Der neue Grundrechte-Report
Sabine Leutheusser-Schnarrenberger hegt eine Hoffnung: Eine "mobilisierte Öffentlichkeit" könne vielleicht noch Abhilfe schaffen, meint die Ex-Justizministerin. Von der Politik erwartet die FDP-Politikerin jedenfalls nicht allzu viel beim Bemühen um die Zähmung von SIS II, des "Schengener Informationssystems der zweiten Generation": Das nämlich drohe sich zu einem "Albtraum des auf die Wahrung der Grund- und Freiheitsrechte bedachten Datenschutzes auszuwachsen".
SIS II soll auf EU-Ebene noch mehr polizeiliche Personenangaben sammeln, soll "computergestützte Personenprofilrecherchen" ermöglichen, soll die Speicher- und Übermittlungskapazitäten für biometrische Daten erweitern und manches mehr. "Wer kann", fragt die FDP-Bundestagsabgeordnete, "diese Entwicklung stoppen, wer dieses System kontrollieren?" Niemand, lautet die ehrliche Antwort, es sei denn, eine "kritische Öffentlichkeit" wird aktiv.

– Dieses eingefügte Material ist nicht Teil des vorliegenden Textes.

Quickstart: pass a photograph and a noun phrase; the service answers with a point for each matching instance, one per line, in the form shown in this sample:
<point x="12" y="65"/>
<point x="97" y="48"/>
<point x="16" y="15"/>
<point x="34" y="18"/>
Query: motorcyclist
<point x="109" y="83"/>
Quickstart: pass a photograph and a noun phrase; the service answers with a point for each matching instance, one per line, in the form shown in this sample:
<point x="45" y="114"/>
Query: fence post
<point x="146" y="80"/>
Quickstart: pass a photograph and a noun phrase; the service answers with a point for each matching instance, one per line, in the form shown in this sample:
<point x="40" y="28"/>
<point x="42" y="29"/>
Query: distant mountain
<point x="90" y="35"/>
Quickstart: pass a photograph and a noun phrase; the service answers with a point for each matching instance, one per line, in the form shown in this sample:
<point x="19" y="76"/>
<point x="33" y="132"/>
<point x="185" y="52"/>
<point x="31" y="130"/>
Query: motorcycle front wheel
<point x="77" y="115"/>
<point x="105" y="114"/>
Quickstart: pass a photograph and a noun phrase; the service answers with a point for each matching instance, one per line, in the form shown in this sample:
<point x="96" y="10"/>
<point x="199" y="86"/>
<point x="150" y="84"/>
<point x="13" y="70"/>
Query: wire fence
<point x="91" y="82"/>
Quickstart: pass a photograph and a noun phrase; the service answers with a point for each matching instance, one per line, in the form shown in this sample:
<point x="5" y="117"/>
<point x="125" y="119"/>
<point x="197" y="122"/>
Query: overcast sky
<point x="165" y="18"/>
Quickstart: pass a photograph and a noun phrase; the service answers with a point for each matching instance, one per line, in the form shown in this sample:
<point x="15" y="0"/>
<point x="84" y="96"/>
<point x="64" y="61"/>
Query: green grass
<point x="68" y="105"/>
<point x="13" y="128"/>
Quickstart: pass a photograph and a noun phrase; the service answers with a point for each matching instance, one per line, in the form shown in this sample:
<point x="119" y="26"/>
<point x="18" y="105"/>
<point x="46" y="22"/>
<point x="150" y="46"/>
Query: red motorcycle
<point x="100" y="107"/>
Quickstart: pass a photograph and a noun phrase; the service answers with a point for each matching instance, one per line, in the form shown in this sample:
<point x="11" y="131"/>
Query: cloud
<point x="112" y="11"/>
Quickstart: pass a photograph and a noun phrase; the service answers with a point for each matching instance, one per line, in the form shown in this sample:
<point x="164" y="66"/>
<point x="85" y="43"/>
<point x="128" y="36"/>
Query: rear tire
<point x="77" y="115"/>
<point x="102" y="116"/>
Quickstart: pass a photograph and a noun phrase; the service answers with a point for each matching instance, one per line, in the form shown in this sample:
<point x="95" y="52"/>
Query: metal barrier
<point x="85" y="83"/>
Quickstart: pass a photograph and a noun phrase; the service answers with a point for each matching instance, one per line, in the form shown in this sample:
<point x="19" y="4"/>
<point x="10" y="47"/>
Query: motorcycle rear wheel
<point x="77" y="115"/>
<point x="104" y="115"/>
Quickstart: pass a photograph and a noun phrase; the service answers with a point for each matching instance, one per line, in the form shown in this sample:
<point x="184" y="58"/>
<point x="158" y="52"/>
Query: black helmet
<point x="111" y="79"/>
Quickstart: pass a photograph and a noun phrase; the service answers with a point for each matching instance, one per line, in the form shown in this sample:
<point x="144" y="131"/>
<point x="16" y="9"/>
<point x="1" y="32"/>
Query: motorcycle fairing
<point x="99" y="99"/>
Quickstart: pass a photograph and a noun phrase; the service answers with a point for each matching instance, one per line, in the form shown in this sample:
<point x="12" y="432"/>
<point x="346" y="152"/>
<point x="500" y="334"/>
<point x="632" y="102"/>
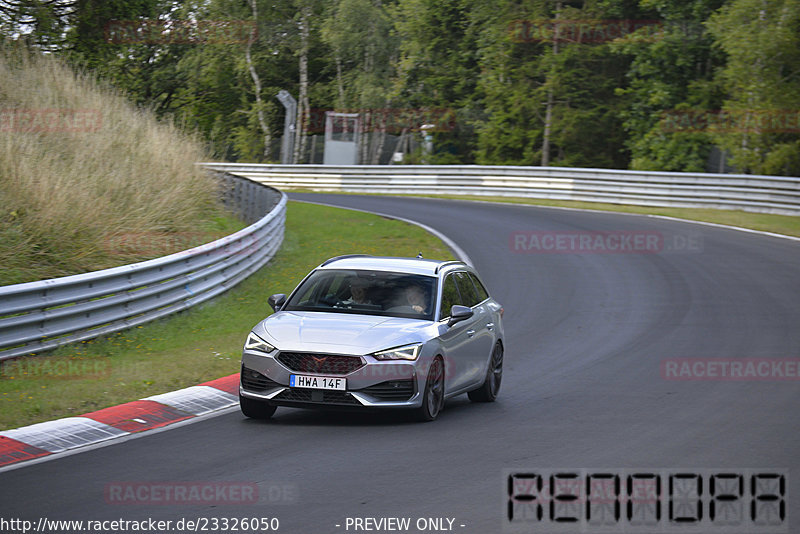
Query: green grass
<point x="202" y="343"/>
<point x="87" y="179"/>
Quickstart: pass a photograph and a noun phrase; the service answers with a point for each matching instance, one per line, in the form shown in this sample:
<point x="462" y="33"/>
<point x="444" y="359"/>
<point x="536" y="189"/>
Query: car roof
<point x="422" y="266"/>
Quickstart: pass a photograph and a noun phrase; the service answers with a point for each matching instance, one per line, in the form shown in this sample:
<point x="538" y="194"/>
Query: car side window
<point x="469" y="297"/>
<point x="450" y="296"/>
<point x="481" y="290"/>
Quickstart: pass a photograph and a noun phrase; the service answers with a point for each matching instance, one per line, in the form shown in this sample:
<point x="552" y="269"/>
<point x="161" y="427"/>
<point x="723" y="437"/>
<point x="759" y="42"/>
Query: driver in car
<point x="358" y="292"/>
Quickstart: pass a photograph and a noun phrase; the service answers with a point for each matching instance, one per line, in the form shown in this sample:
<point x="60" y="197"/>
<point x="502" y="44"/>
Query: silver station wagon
<point x="375" y="332"/>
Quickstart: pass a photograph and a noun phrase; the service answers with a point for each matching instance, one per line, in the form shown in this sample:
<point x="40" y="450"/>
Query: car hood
<point x="340" y="332"/>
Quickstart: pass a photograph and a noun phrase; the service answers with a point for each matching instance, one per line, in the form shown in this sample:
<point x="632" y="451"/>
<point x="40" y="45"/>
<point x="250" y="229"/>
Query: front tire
<point x="256" y="409"/>
<point x="433" y="399"/>
<point x="494" y="375"/>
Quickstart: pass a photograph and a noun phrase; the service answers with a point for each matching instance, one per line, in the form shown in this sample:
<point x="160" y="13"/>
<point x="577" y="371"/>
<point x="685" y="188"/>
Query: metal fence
<point x="41" y="315"/>
<point x="763" y="194"/>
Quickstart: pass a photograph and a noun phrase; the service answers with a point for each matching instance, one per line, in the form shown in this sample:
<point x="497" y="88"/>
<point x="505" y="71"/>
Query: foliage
<point x="516" y="90"/>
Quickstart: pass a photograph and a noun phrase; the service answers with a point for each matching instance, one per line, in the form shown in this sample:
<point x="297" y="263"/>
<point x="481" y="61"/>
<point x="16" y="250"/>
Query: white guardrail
<point x="763" y="194"/>
<point x="41" y="315"/>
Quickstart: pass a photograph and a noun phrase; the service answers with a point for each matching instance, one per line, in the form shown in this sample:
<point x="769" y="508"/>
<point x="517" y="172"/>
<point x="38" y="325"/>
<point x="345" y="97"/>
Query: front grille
<point x="318" y="396"/>
<point x="329" y="364"/>
<point x="255" y="381"/>
<point x="392" y="390"/>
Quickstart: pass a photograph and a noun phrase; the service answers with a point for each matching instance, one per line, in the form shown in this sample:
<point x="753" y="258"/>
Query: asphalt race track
<point x="590" y="336"/>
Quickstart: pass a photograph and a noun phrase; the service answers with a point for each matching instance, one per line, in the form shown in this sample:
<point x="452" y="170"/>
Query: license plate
<point x="317" y="382"/>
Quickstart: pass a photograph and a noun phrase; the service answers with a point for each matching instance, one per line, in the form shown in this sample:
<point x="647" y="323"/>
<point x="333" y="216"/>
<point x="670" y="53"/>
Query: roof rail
<point x="446" y="263"/>
<point x="337" y="258"/>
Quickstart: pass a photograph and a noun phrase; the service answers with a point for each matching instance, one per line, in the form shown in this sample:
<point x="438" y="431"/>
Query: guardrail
<point x="38" y="316"/>
<point x="763" y="194"/>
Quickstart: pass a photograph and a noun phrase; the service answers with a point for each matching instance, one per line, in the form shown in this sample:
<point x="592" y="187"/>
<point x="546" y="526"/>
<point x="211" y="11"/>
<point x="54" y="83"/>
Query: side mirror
<point x="459" y="313"/>
<point x="277" y="301"/>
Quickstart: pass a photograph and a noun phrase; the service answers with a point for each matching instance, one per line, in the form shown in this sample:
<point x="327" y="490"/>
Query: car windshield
<point x="366" y="292"/>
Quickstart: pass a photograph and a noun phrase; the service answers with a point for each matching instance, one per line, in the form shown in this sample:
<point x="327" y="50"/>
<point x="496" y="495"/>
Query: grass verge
<point x="87" y="180"/>
<point x="200" y="344"/>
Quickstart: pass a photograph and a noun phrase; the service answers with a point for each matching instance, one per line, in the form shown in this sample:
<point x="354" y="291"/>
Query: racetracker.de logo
<point x="606" y="242"/>
<point x="50" y="120"/>
<point x="173" y="493"/>
<point x="731" y="369"/>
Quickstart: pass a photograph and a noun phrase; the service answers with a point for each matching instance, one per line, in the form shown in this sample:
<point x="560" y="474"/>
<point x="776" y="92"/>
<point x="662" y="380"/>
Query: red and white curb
<point x="51" y="437"/>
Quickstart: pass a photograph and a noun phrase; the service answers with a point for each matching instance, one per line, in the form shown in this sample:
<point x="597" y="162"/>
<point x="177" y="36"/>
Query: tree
<point x="761" y="79"/>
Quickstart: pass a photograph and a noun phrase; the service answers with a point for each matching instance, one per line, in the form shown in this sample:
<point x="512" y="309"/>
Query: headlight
<point x="256" y="343"/>
<point x="407" y="352"/>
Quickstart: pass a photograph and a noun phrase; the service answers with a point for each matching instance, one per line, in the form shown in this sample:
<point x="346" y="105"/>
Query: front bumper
<point x="383" y="384"/>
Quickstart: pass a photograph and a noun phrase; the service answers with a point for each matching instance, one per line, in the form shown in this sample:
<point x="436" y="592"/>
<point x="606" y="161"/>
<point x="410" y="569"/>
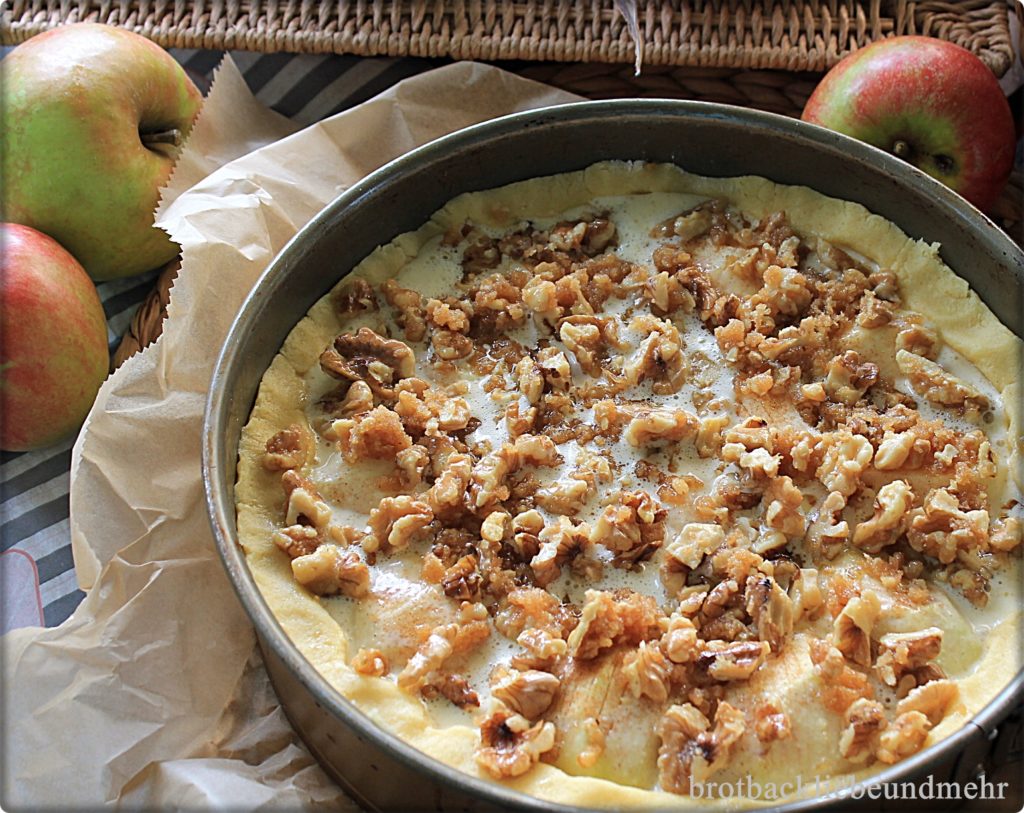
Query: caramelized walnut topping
<point x="289" y="448"/>
<point x="369" y="357"/>
<point x="934" y="699"/>
<point x="864" y="721"/>
<point x="527" y="693"/>
<point x="849" y="378"/>
<point x="690" y="753"/>
<point x="735" y="660"/>
<point x="771" y="723"/>
<point x="852" y="630"/>
<point x="900" y="653"/>
<point x="891" y="507"/>
<point x="647" y="672"/>
<point x="395" y="522"/>
<point x="609" y="618"/>
<point x="935" y="384"/>
<point x="660" y="425"/>
<point x="410" y="307"/>
<point x="509" y="744"/>
<point x="695" y="541"/>
<point x="632" y="528"/>
<point x="330" y="570"/>
<point x="940" y="529"/>
<point x="905" y="735"/>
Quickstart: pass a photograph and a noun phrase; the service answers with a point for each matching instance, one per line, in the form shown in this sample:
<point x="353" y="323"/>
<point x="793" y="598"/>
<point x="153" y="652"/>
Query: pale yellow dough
<point x="928" y="286"/>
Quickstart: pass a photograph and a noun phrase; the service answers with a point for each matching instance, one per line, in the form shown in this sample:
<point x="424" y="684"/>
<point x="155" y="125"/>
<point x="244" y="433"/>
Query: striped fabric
<point x="37" y="574"/>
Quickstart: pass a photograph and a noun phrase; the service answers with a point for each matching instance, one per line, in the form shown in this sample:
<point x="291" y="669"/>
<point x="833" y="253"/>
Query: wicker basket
<point x="792" y="35"/>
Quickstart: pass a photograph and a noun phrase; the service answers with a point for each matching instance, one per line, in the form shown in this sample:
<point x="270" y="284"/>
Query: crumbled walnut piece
<point x="330" y="570"/>
<point x="905" y="735"/>
<point x="450" y="314"/>
<point x="395" y="522"/>
<point x="758" y="463"/>
<point x="1006" y="535"/>
<point x="509" y="744"/>
<point x="542" y="644"/>
<point x="782" y="501"/>
<point x="828" y="532"/>
<point x="770" y="722"/>
<point x="848" y="378"/>
<point x="659" y="357"/>
<point x="771" y="608"/>
<point x="377" y="434"/>
<point x="529" y="379"/>
<point x="454" y="688"/>
<point x="354" y="297"/>
<point x="371" y="662"/>
<point x="495" y="525"/>
<point x="940" y="529"/>
<point x="680" y="640"/>
<point x="785" y="290"/>
<point x="920" y="340"/>
<point x="609" y="618"/>
<point x="461" y="581"/>
<point x="445" y="496"/>
<point x="935" y="384"/>
<point x="527" y="693"/>
<point x="709" y="437"/>
<point x="660" y="425"/>
<point x="891" y="506"/>
<point x="632" y="528"/>
<point x="585" y="338"/>
<point x="305" y="508"/>
<point x="813" y="392"/>
<point x="289" y="448"/>
<point x="894" y="451"/>
<point x="594" y="736"/>
<point x="559" y="542"/>
<point x="489" y="473"/>
<point x="410" y="307"/>
<point x="846" y="457"/>
<point x="369" y="357"/>
<point x="864" y="721"/>
<point x="442" y="643"/>
<point x="298" y="540"/>
<point x="413" y="462"/>
<point x="689" y="753"/>
<point x="934" y="699"/>
<point x="903" y="652"/>
<point x="852" y="629"/>
<point x="695" y="541"/>
<point x="732" y="660"/>
<point x="647" y="672"/>
<point x="541" y="296"/>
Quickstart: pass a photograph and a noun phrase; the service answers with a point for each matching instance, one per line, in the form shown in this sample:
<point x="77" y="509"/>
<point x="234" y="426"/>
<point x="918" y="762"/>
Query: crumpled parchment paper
<point x="153" y="693"/>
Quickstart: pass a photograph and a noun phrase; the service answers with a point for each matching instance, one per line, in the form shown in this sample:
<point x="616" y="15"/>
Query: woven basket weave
<point x="794" y="35"/>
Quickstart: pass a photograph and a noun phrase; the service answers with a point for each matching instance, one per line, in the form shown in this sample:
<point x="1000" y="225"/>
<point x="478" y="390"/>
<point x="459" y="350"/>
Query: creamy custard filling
<point x="653" y="488"/>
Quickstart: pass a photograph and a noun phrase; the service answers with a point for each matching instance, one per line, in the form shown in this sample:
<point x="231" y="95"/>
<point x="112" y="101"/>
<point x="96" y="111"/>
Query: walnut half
<point x="368" y="356"/>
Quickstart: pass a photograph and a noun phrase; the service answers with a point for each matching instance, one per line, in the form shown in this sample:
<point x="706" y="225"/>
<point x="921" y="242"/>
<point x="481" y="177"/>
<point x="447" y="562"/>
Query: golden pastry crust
<point x="745" y="617"/>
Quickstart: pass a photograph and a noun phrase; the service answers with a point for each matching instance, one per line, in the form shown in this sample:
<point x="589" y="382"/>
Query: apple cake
<point x="615" y="484"/>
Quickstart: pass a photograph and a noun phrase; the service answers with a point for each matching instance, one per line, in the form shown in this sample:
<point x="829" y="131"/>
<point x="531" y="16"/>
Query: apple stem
<point x="172" y="136"/>
<point x="901" y="148"/>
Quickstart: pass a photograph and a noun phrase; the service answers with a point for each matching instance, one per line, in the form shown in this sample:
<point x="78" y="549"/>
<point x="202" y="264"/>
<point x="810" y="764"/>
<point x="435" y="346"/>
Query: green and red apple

Die Bürger wachrütteln angesichts der wachsenden Gefahren der sich immer mehr ausformenden Repressions- und Überwachungsgesellschaft und angesichts der damit verbundenen Bedrohungen von Freiheit und Rechtsstaat: Das ist das Anliegen des gesamten "Grundrechte-Report 2004". Dieser von mehreren Bürgerrechtsorganisationen wie etwa der Gustav-Heinemann-Initiative oder der Humanistischen Union (HU) herausgegebene Sammelband, der zum achten Mal erscheint, nimmt "Verstöße gegen Geist und Buchstaben des Grundgesetzes" unter die Lupe.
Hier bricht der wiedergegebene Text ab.